A tech and marketing executive, Lee suffered chronic pain in her back, neck, and shoulders from long commutes, working at a desk, and nursing her children. Desperate to ease the discomfort and improve her posture, she wondered if undergarments might provide better support. When she couldn’t find anything that did the trick and was also aesthetically pleasing, Lee turned to her inner entrepreneur. In 2018 she founded Kinflyte, a direct-to-consumer line of luxurious women’s bras, tops, and bottoms. Within months it became her full-time enterprise.
“It’s exciting to do something I believe in,” Lee says. A Korean American, she turned to Korean aesthetics and a sci-fi movie to make her brand stand out. The futuristic buildings in Blade Runner (1982) reminded her of the jacket commonly found in hanbok, or traditional Korean clothing.

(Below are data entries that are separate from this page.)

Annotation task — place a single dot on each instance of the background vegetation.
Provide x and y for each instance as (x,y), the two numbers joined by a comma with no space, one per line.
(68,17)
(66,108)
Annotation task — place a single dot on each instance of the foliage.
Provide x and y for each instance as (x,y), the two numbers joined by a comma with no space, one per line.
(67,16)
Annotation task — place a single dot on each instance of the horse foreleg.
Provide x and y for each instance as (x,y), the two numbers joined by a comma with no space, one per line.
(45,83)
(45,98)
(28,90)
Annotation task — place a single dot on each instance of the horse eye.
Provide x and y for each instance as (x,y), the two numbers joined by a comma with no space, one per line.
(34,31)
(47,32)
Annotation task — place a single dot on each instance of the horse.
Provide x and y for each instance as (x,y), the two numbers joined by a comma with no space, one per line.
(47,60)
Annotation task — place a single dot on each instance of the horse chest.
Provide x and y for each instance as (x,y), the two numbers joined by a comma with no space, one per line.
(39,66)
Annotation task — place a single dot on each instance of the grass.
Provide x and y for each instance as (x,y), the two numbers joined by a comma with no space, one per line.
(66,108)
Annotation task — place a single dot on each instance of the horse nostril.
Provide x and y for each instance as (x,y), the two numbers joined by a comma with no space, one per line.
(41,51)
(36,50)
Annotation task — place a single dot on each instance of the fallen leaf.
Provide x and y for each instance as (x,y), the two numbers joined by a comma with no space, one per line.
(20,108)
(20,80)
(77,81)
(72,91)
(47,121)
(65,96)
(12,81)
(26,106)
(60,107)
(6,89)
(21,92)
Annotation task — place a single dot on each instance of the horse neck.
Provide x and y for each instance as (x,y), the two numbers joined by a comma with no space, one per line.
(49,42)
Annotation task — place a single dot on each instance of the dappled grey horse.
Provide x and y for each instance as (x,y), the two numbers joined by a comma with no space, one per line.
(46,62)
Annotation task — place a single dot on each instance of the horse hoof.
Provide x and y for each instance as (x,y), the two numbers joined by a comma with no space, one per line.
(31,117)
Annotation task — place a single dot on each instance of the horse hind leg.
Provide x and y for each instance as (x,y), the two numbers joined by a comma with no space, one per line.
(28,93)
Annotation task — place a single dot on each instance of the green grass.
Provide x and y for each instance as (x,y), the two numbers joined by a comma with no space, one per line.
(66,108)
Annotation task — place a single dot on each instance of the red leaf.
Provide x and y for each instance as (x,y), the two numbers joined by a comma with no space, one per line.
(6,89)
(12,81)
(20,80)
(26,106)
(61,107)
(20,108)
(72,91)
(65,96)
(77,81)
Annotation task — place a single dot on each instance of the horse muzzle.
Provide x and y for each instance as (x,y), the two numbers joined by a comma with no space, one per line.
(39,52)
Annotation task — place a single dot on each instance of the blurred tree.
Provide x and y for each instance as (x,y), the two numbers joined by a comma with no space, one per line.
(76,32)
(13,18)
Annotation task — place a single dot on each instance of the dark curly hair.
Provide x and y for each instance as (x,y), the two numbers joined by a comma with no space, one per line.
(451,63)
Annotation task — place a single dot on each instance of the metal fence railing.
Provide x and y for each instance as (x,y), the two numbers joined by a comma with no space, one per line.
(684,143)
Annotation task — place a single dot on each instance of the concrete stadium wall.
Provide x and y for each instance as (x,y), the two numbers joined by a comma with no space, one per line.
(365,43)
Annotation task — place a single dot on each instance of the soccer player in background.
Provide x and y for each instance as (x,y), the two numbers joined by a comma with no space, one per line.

Inspired, Lee incorporated compression panels and a material that grips the shoulders into Kinflyte posture bras. The product forces consumers to lift their shoulders and sit upright.
Based in Rancho Palos Verdes, California, Kinflyte practices sustainability by using polyester from plastic single-use water bottles in its EcoJersey line. Another point of pride for Lee is that Kinflyte’s manufacturer in China uses precise, computerized cutting machines to reduce fabric waste. Reviews in publications ranging from Real Simple to even Wired have been enthusiastic, and the company has enjoyed rapid growth, despite the pandemic hitting shortly after Kinflyte began to ship products. “I had to do everything from a distance, so that was a challenge,” Lee says.
Liana Delucca Johnson, a former senior designer for The North Face who specialized in women’s fit and equipment ergonomics, and who has her own line of ergonomically designed outdoor gear, advises Lee. “When you are a woman-run startup, you want each other to succeed,” Johnson says, “and you want to see more of these amazing products out in the world.”